14 February 2006, The Zodiac, Oxford

“Fuck religion!” Cope screams as he arrives on stage. The crowd roar in approval!

The whole of his show is a religious act in a way. Without getting too up-my-own-arse-analytical about it, his whole show questions what and who we worship, how it affects us and shows how easily we can get drawn into it. Or something.

OK forget my poncey critical analysis, the man looks every inch a Rock Star tonight, even though he patently is just an ordinary bloke who likes dressing up. He wears long black boots, black low hipster combat trousers, a bumflap bearing the legend Anarchy & Peace, has a bare torso, is clean shaven and his long fluffy blonde hair billows out in clouds from beneath a German stylee military kepi. Oh and sunglasses. Of course. And with his bass slung low round his loins he looks amazing. Not bad for man who’ll be 50 next year.

He says he’s in his second psychedelic phase. I’m not entirely sure, but I think he means he sometimes chooses to play his tunes in a loud, heavy, grungy, thrashy sort of way … I could be wrong. Or maybe he’s just taking drugs… It’s funny – no matter how hard he pelts the stuff at you, his melodic riffs rise above it all. One person told me they didn’t think it was loud enough, but to my ears it was overly loud and beginning to distort, sounding muffly and dirty. So me and my mate Carole had to venture back, away from the stage, something I’ve never had to do at a gig before. In the ladies’ loo the sound quality was superb. You could really hear Julian’s voice and pick out all his wonderful tunes.

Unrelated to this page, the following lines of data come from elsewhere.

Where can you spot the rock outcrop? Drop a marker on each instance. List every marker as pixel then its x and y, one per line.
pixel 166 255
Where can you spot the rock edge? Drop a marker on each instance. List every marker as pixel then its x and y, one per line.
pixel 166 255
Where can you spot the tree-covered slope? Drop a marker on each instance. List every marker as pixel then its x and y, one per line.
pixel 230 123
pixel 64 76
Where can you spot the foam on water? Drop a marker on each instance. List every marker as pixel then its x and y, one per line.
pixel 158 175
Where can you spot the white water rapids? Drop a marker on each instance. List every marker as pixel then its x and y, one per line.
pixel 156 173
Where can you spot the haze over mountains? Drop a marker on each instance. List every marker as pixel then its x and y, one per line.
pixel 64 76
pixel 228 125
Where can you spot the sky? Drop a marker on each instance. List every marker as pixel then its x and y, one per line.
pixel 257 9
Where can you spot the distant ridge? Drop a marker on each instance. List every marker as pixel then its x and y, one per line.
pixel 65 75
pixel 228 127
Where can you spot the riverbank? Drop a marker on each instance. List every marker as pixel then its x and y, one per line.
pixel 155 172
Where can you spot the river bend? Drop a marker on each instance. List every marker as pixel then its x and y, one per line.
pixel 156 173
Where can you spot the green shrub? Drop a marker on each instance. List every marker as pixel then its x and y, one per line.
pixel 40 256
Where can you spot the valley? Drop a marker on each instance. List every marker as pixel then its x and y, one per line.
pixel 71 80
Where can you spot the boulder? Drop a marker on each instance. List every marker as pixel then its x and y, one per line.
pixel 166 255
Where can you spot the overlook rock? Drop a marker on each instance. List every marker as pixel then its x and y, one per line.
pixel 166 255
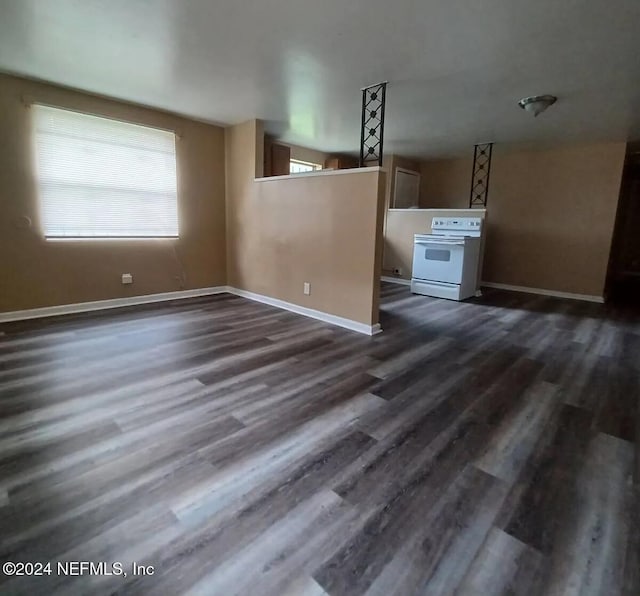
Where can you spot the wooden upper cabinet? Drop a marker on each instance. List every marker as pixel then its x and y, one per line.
pixel 280 158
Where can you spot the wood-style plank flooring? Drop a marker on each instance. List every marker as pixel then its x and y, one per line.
pixel 485 447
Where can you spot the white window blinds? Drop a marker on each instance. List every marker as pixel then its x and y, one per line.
pixel 101 178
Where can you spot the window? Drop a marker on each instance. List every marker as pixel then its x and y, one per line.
pixel 297 167
pixel 102 178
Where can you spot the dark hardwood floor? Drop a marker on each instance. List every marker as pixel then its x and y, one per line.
pixel 484 447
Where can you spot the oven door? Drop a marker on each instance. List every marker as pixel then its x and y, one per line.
pixel 438 259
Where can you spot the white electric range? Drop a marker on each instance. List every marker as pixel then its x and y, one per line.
pixel 445 262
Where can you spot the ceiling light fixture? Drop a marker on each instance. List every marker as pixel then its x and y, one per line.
pixel 537 103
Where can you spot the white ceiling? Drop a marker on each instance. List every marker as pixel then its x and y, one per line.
pixel 456 68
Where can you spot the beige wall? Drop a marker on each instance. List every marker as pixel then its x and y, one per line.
pixel 551 212
pixel 445 183
pixel 36 273
pixel 390 163
pixel 551 217
pixel 324 229
pixel 306 154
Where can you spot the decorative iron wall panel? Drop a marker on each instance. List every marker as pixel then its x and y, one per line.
pixel 372 131
pixel 480 175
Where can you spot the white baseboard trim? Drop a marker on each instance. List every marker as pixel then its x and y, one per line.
pixel 80 307
pixel 396 280
pixel 543 292
pixel 310 312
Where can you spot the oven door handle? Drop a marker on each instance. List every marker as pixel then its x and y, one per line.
pixel 440 242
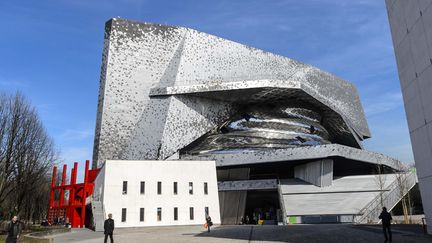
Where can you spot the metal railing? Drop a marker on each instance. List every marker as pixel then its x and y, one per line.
pixel 390 197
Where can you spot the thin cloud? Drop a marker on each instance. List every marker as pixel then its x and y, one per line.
pixel 383 103
pixel 77 134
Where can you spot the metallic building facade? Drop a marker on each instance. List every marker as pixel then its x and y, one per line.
pixel 411 28
pixel 271 123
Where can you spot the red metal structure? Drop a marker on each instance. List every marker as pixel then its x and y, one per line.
pixel 72 208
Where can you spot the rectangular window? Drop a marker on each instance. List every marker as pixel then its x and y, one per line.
pixel 142 187
pixel 190 188
pixel 175 188
pixel 191 213
pixel 176 214
pixel 141 214
pixel 159 214
pixel 159 187
pixel 123 214
pixel 205 188
pixel 124 187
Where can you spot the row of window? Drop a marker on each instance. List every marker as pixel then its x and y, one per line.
pixel 159 214
pixel 159 187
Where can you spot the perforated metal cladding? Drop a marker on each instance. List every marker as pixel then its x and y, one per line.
pixel 139 57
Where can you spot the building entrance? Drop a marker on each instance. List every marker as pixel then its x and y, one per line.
pixel 262 207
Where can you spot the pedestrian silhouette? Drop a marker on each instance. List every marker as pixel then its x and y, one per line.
pixel 109 228
pixel 386 220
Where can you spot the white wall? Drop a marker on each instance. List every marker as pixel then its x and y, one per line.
pixel 411 28
pixel 183 172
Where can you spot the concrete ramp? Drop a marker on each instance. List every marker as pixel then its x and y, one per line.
pixel 344 201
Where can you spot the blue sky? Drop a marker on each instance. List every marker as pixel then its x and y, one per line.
pixel 51 50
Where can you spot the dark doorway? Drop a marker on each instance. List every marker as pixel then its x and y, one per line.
pixel 262 205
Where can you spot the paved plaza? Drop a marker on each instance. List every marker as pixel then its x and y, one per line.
pixel 246 233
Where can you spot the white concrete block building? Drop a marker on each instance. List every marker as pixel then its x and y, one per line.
pixel 158 193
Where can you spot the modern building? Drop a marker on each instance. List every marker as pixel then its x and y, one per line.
pixel 286 137
pixel 411 28
pixel 151 193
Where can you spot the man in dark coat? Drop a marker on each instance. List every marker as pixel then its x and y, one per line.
pixel 109 228
pixel 209 223
pixel 386 219
pixel 13 230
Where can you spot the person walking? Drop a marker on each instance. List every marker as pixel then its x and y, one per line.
pixel 209 223
pixel 109 228
pixel 13 230
pixel 386 220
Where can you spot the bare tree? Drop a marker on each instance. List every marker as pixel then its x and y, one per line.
pixel 26 155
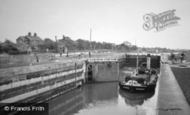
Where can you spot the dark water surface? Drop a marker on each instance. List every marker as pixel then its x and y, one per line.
pixel 103 99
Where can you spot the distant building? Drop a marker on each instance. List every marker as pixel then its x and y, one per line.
pixel 29 42
pixel 61 46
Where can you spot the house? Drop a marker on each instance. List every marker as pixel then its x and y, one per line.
pixel 61 46
pixel 29 42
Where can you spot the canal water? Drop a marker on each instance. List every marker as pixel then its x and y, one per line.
pixel 103 99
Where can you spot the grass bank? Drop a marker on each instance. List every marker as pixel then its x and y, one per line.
pixel 183 77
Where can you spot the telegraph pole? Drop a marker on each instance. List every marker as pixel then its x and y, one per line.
pixel 56 44
pixel 90 42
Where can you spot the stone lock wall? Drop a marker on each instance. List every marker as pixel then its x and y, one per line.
pixel 35 83
pixel 105 71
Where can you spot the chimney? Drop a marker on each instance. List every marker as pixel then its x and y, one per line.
pixel 35 35
pixel 29 33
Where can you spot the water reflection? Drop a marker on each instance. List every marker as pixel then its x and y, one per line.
pixel 134 99
pixel 101 98
pixel 89 96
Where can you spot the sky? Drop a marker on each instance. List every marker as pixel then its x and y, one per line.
pixel 113 21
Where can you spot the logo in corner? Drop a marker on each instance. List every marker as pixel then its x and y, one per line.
pixel 160 21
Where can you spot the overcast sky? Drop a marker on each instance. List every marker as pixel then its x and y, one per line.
pixel 112 21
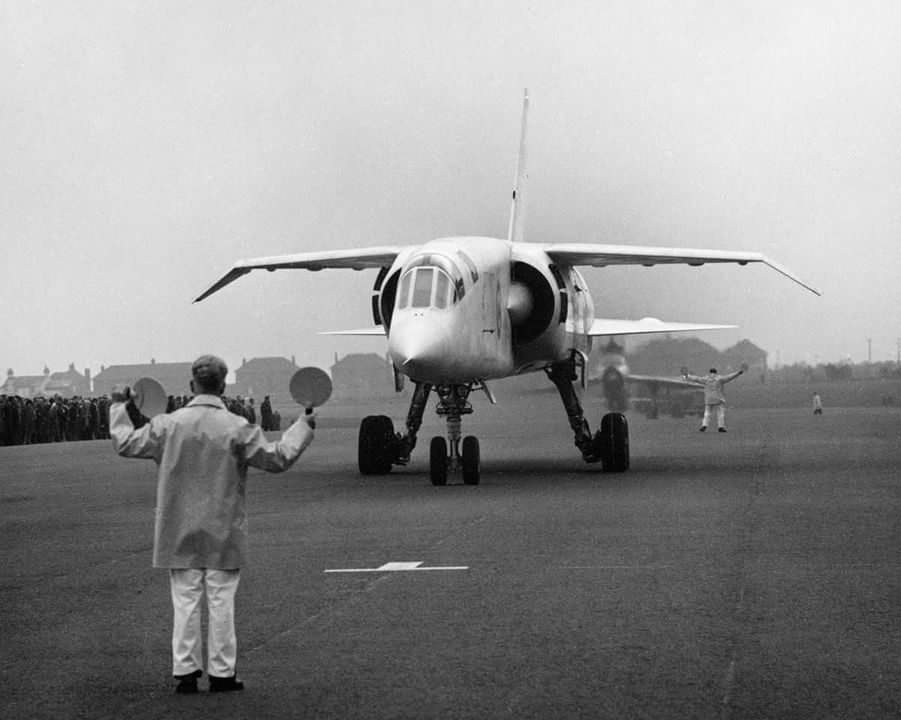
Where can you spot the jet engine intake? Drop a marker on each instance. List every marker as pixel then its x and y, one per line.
pixel 531 302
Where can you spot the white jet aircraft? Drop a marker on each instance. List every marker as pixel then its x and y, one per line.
pixel 460 311
pixel 666 394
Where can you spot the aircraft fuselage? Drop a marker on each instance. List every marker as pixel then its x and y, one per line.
pixel 478 308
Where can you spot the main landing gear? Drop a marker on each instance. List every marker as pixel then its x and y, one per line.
pixel 380 447
pixel 610 444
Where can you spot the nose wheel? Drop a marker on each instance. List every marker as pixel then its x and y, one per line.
pixel 463 457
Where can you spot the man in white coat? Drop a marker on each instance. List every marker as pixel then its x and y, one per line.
pixel 203 452
pixel 714 397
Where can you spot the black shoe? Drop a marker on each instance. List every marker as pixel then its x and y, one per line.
pixel 225 684
pixel 187 684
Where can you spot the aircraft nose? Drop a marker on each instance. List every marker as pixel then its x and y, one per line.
pixel 416 354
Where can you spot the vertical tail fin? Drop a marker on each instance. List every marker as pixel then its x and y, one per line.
pixel 517 208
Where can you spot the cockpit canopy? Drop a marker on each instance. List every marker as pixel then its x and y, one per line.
pixel 430 280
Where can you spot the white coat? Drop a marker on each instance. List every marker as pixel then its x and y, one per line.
pixel 713 386
pixel 203 452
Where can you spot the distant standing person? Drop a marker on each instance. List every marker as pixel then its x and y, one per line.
pixel 266 413
pixel 203 452
pixel 714 397
pixel 817 404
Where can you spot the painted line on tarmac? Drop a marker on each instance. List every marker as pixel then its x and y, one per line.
pixel 615 567
pixel 398 567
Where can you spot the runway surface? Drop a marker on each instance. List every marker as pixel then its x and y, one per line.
pixel 753 574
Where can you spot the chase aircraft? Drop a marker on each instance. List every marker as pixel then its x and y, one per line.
pixel 460 311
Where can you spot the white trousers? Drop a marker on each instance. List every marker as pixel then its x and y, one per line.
pixel 188 589
pixel 720 415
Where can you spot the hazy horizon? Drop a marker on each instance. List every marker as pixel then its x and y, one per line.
pixel 147 147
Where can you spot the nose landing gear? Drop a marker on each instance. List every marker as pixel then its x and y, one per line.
pixel 448 455
pixel 379 447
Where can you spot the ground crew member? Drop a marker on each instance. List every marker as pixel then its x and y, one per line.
pixel 714 398
pixel 203 452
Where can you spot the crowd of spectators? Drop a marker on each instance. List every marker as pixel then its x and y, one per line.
pixel 27 421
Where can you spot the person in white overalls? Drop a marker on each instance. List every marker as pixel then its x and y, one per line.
pixel 714 397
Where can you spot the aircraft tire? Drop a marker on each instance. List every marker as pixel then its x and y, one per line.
pixel 375 445
pixel 613 439
pixel 471 460
pixel 438 461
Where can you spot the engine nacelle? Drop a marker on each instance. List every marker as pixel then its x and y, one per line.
pixel 384 294
pixel 532 303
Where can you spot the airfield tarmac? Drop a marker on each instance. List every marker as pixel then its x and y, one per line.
pixel 753 574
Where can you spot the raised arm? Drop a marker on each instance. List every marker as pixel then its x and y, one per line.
pixel 128 441
pixel 281 454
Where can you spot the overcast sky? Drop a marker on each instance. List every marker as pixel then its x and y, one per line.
pixel 146 146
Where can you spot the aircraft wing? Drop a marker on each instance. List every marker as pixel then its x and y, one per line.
pixel 665 381
pixel 598 255
pixel 354 259
pixel 375 330
pixel 604 326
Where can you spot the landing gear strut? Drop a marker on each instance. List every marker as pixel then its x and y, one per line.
pixel 448 455
pixel 610 445
pixel 380 447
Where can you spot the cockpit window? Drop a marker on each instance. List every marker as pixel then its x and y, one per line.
pixel 473 270
pixel 426 287
pixel 404 292
pixel 442 285
pixel 422 287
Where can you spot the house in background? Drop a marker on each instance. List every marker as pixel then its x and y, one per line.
pixel 362 376
pixel 258 377
pixel 174 377
pixel 65 384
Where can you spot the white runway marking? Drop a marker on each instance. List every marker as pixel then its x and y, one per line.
pixel 400 567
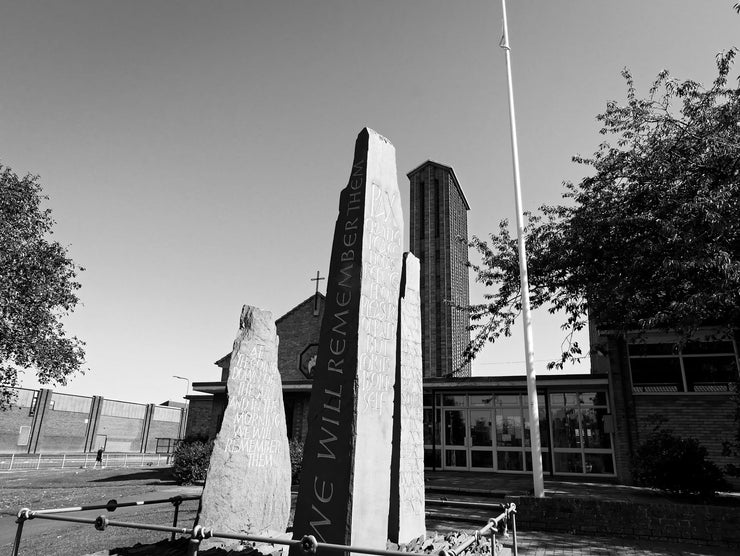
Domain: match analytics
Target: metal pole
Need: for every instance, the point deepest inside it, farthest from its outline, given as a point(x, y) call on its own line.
point(175, 503)
point(534, 414)
point(18, 533)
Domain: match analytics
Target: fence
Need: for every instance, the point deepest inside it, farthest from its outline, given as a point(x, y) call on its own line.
point(14, 462)
point(308, 543)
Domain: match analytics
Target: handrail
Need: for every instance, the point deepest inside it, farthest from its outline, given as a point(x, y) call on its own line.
point(308, 543)
point(490, 527)
point(111, 505)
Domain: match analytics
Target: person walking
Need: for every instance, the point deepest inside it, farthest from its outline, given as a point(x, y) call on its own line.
point(99, 458)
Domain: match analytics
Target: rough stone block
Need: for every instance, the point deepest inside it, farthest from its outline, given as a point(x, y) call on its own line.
point(406, 520)
point(343, 497)
point(248, 486)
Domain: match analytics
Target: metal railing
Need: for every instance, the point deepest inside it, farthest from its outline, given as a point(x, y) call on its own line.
point(52, 514)
point(308, 543)
point(15, 462)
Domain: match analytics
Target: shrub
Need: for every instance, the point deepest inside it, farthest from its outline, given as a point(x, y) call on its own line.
point(296, 460)
point(190, 461)
point(677, 465)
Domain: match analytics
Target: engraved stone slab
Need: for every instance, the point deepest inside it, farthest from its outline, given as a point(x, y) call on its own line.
point(248, 485)
point(406, 519)
point(344, 492)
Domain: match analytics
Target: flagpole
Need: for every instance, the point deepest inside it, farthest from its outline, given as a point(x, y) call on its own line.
point(534, 414)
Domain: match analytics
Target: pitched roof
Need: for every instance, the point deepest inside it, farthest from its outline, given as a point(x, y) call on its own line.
point(226, 359)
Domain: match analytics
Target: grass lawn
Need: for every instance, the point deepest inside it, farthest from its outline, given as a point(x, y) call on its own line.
point(64, 488)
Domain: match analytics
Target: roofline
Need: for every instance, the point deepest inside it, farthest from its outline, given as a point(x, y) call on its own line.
point(309, 298)
point(446, 167)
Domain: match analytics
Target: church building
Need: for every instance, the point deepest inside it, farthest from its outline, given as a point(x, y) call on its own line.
point(590, 424)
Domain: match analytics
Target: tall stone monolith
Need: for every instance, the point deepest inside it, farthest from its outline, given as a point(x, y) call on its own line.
point(345, 484)
point(248, 485)
point(406, 520)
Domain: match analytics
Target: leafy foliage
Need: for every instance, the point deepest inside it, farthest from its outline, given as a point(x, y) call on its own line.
point(37, 288)
point(676, 465)
point(295, 447)
point(649, 240)
point(190, 461)
point(731, 447)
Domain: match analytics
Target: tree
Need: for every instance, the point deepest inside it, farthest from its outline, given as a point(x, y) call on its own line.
point(649, 240)
point(37, 288)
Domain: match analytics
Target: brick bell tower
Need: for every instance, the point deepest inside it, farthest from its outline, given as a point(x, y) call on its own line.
point(439, 238)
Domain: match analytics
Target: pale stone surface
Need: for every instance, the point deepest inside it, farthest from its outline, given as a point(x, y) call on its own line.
point(406, 520)
point(248, 485)
point(345, 485)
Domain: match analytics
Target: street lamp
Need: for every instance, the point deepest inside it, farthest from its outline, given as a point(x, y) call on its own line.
point(187, 391)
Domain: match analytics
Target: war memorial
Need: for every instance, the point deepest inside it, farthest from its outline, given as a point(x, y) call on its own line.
point(362, 482)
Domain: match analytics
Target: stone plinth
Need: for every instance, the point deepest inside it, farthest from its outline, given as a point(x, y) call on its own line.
point(248, 485)
point(406, 520)
point(344, 492)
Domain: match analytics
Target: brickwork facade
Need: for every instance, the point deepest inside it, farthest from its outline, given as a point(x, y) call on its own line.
point(703, 524)
point(438, 237)
point(46, 421)
point(298, 330)
point(707, 417)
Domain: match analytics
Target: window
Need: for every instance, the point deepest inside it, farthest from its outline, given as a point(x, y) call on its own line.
point(661, 367)
point(581, 443)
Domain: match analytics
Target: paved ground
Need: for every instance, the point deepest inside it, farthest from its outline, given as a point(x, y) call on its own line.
point(490, 488)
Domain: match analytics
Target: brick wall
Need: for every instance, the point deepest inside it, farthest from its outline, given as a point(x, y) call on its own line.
point(124, 433)
point(63, 431)
point(438, 218)
point(161, 429)
point(681, 523)
point(708, 418)
point(199, 417)
point(297, 330)
point(11, 428)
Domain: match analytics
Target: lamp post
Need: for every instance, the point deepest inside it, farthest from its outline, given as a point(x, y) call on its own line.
point(187, 391)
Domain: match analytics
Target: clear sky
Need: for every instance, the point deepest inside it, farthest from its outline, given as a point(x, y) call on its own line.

His three piece band (guitar, bass, drums) ground their way through material spanning 27 years, peppering old favourites like Highway to the Sun, White Van and Sunspots with new stuff from his more recent albums. For about half an hour out of more than a two hour set, Julian banished his band off stage and played solo on guitar and mellotron. For me, this was the real treat.

“How much can you take?”

It was my friend Carole’s first Cope gig. She’d heard me rave on about them before. “How much can you take?” Julian sang distorting the music, squawking the lyric and repeating it: “How much can you take?”, “How much can you take?”. Carole began to understand the shamanic power Cope wields.

He rages against clitoridectomies, abuses the Pope and finally draws blood from his own bare belly in an act of sacrifice at the altar of rock n roll. Or something. Blood seems to be an important metaphor. I wish he’d stop cutting himself, though. I hope he packed some Savlon. I’ll be able to check out how well his wounds are healing as the tour progresses; we’re off to see him again in London tomorrow and in Bristol on Monday.